After Dorianne Laux’s Craft Talk

The Creative Writing program at ODU brings in a visiting writer each semester. This semester it’s Dorianne Laux (who you should definitely read, if you haven’t), and on Thusday she gave her craft lecture titled “The Marriage of Music and Meaning”.

This of course made me go back to my thesis and wonder whether I’m spending too much time in my head dealing with conceptualisms instead of the very real task of making music. Of course, the last poem that got published was written more in attention to sound than anything else: “god, you choke old stones down” has a great music (to me, at least).

And now, I just want to rewrite all the poems that don’t focus on that level of attention to music. I opened my thesis to the first page and realized the poem does have some level of music going on, but I lineated it to shut the melody down. And so, being a perfectionist, I spent about an hour rewriting it to bring out the music. This is a poem of just eight lines…

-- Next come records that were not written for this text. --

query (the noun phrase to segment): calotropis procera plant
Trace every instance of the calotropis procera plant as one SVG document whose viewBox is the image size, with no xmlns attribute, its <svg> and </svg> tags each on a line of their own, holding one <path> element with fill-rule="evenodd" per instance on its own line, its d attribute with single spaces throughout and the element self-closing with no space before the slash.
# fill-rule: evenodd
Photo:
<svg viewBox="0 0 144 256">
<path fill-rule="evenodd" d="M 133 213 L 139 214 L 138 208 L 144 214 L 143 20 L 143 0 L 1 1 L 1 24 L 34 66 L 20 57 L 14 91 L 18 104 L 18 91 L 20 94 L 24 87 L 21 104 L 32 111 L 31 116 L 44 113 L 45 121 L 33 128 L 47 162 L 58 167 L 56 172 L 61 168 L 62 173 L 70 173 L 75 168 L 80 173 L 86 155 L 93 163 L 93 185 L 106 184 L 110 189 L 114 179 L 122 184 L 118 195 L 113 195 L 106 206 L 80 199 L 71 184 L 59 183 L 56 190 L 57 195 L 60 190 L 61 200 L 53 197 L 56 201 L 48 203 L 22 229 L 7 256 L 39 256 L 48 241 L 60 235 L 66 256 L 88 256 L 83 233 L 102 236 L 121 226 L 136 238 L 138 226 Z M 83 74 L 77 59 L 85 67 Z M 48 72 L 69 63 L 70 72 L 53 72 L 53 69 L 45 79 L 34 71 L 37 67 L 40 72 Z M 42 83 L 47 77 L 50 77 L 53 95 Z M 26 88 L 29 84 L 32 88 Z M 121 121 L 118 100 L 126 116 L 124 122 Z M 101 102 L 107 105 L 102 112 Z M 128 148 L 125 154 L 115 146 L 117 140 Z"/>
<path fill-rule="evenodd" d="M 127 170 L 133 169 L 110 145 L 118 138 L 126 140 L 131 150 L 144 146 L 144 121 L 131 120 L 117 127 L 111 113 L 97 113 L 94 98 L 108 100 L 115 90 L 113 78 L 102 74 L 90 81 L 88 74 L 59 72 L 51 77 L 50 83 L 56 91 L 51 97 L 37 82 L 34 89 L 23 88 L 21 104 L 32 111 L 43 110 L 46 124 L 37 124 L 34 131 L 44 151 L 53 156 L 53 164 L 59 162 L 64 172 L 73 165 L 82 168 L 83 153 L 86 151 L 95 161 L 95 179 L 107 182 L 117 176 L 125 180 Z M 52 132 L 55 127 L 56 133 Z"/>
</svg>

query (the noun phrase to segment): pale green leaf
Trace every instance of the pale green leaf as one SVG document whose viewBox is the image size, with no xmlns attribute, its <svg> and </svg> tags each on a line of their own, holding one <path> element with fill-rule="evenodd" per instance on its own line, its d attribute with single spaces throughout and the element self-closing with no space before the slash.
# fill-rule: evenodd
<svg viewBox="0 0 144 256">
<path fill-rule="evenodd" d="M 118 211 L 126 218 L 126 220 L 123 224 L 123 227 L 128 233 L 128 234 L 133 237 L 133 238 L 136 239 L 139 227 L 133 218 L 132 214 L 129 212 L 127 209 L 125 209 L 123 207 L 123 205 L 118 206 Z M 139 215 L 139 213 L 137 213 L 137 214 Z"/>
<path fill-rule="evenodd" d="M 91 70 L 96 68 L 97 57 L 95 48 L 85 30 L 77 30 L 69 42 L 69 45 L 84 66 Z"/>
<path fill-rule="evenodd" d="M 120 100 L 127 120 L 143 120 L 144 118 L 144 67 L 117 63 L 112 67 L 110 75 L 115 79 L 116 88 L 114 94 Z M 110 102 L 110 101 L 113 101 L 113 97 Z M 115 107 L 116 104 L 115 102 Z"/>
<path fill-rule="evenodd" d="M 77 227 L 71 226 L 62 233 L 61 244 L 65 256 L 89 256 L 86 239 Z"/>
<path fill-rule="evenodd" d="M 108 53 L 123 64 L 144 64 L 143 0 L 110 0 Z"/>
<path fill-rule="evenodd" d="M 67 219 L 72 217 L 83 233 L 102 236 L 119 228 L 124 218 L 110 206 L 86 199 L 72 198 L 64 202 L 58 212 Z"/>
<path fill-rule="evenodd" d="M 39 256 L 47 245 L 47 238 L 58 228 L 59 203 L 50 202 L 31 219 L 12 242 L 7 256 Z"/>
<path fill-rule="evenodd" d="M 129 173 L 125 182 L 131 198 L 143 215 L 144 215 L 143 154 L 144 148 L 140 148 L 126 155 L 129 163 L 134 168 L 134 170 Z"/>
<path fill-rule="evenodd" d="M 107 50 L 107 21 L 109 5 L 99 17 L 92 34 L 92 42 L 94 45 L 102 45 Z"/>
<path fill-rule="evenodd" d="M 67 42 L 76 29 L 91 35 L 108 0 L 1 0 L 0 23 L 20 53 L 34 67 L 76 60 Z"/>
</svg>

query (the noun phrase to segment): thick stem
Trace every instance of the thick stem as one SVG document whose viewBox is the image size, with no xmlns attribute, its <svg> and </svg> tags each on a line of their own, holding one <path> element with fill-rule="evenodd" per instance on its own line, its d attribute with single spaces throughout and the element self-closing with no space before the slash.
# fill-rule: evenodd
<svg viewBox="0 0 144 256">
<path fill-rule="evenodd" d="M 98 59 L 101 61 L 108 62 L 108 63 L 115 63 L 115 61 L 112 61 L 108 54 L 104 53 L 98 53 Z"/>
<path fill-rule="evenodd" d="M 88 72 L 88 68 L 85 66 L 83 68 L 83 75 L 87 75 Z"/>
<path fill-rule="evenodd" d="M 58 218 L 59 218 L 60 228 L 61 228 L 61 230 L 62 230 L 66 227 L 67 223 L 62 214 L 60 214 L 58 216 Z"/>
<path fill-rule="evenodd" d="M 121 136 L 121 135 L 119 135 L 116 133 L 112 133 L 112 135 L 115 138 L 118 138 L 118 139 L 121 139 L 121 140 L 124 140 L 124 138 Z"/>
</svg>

Here’s the original version:

after the storm

the sky is clear

and the night deep

the stars all are out

to wish good sleep

but who can sleep

with receding stars so bright

and the light finally settled

in eyes so far away

who could deny each photon

or its journey into coherence

And where it stands now:

after the storm

the sky is clear, the night is deep

with stars all out to wish good sleep,

but who can sleep with light so bright

settled in eyes so far away?

could i deny the journey,

each photon’s trials, every

gravity well bent on hunger?

its quest to find coherence,

not all-where, but in one place,

with me in bed, the night above,

and photons streaming through the window.

So, the last half still needs work, but I think the music is stronger than what it was. This short little poem opens the manuscript, so it has to be strong. At any rate, if this rewrite took an hour, I have lots more work to do, so back at it!

One Reply to “After Dorianne Laux’s Craft Talk”

  1. I agree, I think the music is definitely stronger. And a poem that i loved the way it was, i now like even more, so well done!